It is never justified to blame the victim

Katien and Katien

“What happened last night?” is a phrase that sets the morning-after scene of popular movies like “Dude, Where’s My Car?” and “The Hangover.” Following the characters as they retrace their forgotten steps proves hilarious time and again. Uncovering the mystery surrounding the night before has become rather formulaic and led to many successful comedies. But sometimes, this question isn’t so funny. Sometimes, it can be downright frightening. 

April is Sexual Assault Awareness Month. In order to keep the University aware, the Wellness Connection, the Student Wellness Network and the Office of the Dean of Students joined forces to create a mock sexual assault student disciplinary hearing. Demonstrating the role of the University Disciplinary Committee (UDC) and their involvement with students who infringe upon the rights of others, the mock hearing gave viewers a taste of how their decisions are made.

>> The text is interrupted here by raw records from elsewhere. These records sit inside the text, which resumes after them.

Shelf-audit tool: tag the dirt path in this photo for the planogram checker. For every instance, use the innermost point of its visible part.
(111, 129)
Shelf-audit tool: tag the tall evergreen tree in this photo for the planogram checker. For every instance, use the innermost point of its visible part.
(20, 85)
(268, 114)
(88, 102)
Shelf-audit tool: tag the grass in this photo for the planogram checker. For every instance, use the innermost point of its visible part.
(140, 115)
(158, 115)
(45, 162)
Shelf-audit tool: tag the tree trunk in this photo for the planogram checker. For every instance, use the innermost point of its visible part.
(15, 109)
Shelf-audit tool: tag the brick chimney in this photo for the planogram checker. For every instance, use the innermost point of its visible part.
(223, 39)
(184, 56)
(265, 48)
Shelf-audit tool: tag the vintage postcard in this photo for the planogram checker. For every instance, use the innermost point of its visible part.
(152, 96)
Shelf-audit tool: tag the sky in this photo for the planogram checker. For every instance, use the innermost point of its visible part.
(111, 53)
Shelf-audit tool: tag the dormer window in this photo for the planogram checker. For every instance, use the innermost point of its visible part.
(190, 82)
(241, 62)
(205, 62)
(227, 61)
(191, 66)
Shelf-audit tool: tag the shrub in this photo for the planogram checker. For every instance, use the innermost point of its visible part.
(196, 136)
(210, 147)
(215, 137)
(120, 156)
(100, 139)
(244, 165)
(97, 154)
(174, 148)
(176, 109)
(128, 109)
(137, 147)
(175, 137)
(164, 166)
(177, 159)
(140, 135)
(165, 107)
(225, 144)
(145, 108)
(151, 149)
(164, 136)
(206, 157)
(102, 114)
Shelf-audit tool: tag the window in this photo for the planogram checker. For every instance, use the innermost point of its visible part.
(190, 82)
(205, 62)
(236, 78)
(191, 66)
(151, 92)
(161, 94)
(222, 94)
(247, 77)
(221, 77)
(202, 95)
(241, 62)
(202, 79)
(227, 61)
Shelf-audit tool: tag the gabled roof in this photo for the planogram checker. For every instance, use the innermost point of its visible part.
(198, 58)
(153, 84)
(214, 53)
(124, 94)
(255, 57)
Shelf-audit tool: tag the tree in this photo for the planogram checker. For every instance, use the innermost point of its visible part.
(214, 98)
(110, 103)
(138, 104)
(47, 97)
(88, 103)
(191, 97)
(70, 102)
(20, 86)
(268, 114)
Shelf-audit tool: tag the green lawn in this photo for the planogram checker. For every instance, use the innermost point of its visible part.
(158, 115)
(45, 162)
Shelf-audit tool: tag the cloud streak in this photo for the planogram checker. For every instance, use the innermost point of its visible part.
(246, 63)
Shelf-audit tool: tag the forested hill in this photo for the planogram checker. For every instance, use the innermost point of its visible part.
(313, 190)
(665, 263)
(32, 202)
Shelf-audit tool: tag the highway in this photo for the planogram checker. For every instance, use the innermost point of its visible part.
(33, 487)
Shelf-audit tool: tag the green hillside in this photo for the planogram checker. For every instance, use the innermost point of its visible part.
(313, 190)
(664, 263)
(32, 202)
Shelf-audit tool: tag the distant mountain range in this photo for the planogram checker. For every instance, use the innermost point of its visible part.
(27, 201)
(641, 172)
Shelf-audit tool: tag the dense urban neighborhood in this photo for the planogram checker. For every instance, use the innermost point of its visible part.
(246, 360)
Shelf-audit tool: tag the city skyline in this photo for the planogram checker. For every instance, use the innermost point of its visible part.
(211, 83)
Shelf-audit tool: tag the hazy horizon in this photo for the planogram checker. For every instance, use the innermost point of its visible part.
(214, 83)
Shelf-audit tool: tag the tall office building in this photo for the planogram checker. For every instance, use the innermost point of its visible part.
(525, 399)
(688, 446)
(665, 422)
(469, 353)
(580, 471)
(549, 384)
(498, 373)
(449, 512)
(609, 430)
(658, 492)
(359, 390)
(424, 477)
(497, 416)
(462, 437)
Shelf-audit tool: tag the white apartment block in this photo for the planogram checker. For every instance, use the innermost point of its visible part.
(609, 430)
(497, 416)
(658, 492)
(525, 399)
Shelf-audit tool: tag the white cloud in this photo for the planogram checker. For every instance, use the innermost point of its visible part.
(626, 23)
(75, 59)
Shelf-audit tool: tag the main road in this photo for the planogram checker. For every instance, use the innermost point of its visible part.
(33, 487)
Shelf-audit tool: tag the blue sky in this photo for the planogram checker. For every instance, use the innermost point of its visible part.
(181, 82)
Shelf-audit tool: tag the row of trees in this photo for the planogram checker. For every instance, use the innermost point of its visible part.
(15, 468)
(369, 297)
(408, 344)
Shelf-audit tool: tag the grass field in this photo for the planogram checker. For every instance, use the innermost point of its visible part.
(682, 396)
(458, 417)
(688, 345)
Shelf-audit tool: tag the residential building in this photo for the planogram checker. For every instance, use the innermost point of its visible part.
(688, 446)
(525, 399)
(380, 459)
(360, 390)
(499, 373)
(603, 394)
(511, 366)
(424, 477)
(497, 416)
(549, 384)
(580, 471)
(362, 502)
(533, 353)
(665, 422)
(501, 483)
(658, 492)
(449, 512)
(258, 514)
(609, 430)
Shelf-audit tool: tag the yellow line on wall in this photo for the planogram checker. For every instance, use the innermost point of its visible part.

This educational experience was advertised as “What happened last night?” to attract an audience and then illustrate three very important points.

First, beyond the legal repercussions, there may be academic consequences as well. The UDC can suspend or even expel a student found responsible for sexual assault. Second, Ohio law says clear, verbal, unimpaired consent needs to be given for sexual activity. Basically, the word yes must be spoken by a sober individual. And third, victim-blaming will not hold up in any courtroom. 

What do I mean by victim-blaming? This term refers to the idea that an attack can be justified as the fault of the recipient. We’re all familiar with the rationalization that a victim of rape was somehow asking for it, but here is where societal perception differs from the law. Never does any expression of an individual’s sexuality warrant sexual violence.

Society has a tendency to excuse the sexual transgressions of a male assailant. He “can’t control himself,” which then places all responsibility on the female victim, who should have been more careful. Because most women are raped by men they know, “being careful” would require not having any male acquaintances. If a woman insists on interacting with men, she should never do so alone. 

Eventually, this line of thinking becomes completely ridiculous. These attitudes are also unfair and degrading to both men and women. For instance, the fictional students in the mock trial were named Brian and Angela. They were in a class together, became friends, and then decided to go out one night. But, because all men are predatory animals, Angela should have known better than to trust Brian. Obviously, she was asking for it. So the only way to avoid the inevitable, when adhering to victim-blaming, is to live in total gender segregation. 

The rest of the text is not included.